In the climax, Brian crashes a car as a distraction, enabling Jeff to defeat Kurtz. Jeff detonates explosives he stashed in the facility, destroying the clones and apparent operation core. The four - Jeff, CJ, Brian, and Lucas - walk away from the explosion. Brian and Lucas affirm their bond, with Lucas declaring Brian the best dad. In a mid-credits scene teasing a sequel, Jeff and CJ arrive at Brian’s home at 2 a.m. for a sleepover, revealing their house was burned to the ground by a new group of pursuers, implying Maddox and Kurtz’s global cloning network persists.

==Cast==
- Alan Ritchson as Jeff Eamon
- Kevin James as Brian Jennings
- Sarah Chalke as Emily
- Alan Tudyk as Simon Maddox
- Stephen Root as Gordon
- Isla Fisher as Leslie
- Benjamin Pajak as Lucas
- Banks Pierce as CJ
- Hiro Kanagawa as Colonel Kurtz
- Miles Fisher as Trent
- Luke Greenfield as Insanely Handsome Frat Exec
- Paul Walter Hauser as Galifinakish (uncredited)

==Production==
In February 2024, it was announced that an action comedy film directed by Luke Greenfield and written by Neil Goldman was in development, with Kevin James and Alan Ritchson cast in the lead roles.
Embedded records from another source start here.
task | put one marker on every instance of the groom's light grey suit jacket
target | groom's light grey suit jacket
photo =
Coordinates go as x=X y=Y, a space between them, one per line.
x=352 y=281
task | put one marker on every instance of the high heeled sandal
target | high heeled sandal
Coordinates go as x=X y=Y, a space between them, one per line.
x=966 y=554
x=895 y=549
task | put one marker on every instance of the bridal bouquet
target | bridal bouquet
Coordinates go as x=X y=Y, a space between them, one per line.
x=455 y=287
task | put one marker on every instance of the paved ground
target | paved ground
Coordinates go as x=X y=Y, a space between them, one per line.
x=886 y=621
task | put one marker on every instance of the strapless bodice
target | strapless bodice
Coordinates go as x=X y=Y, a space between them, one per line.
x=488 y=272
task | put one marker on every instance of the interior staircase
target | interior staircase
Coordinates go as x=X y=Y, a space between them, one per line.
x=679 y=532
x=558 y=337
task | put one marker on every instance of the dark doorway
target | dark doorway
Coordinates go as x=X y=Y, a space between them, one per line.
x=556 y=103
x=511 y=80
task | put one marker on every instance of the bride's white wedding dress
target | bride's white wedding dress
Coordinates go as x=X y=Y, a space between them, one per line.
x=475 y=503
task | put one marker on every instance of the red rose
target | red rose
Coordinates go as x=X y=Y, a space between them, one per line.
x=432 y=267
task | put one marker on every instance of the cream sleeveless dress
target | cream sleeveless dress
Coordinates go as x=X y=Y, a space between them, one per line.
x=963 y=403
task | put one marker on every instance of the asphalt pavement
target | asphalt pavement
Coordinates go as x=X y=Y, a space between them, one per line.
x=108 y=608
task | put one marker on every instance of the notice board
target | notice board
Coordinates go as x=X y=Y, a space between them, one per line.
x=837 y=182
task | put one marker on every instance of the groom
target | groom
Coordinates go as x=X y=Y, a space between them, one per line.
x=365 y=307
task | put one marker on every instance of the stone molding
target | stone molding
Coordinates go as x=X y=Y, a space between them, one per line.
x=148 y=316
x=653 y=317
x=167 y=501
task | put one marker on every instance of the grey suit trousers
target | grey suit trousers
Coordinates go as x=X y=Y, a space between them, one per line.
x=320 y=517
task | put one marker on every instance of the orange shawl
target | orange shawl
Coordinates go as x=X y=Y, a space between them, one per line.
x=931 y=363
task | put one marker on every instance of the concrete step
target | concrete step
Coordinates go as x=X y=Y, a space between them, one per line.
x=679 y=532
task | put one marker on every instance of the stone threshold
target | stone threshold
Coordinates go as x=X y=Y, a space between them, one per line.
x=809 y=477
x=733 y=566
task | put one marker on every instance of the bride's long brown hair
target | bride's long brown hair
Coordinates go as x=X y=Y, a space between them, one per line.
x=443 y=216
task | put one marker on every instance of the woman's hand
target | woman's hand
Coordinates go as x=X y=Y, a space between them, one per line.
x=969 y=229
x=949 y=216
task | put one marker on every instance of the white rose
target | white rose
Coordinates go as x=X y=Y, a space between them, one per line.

In April, Sarah Chalke, Alan Tudyk, Stephen Root, Isla Fisher, Benjamin Pajak, and Banks Pierce joined the cast.

===Filming===
Principal photography began on March 11, 2024, in Vancouver, Canada, and wrapped on April 23.

==Release==
Playdate was released on Amazon Prime Video on November 12, 2025.

== Reception ==
 Metacritic, which uses a weighted average, assigned the film a score of 20 out of 100, based on 6 critics, indicating "generally unfavorable" reviews.

According to M.N. Miller of FandomWire, "Ritchson steals every scene with absurd energy and surprising warmth, like a big golden retriever trapped in a comic book hero's body. Sweet, impetuous, and goofy, he's incredibly likable."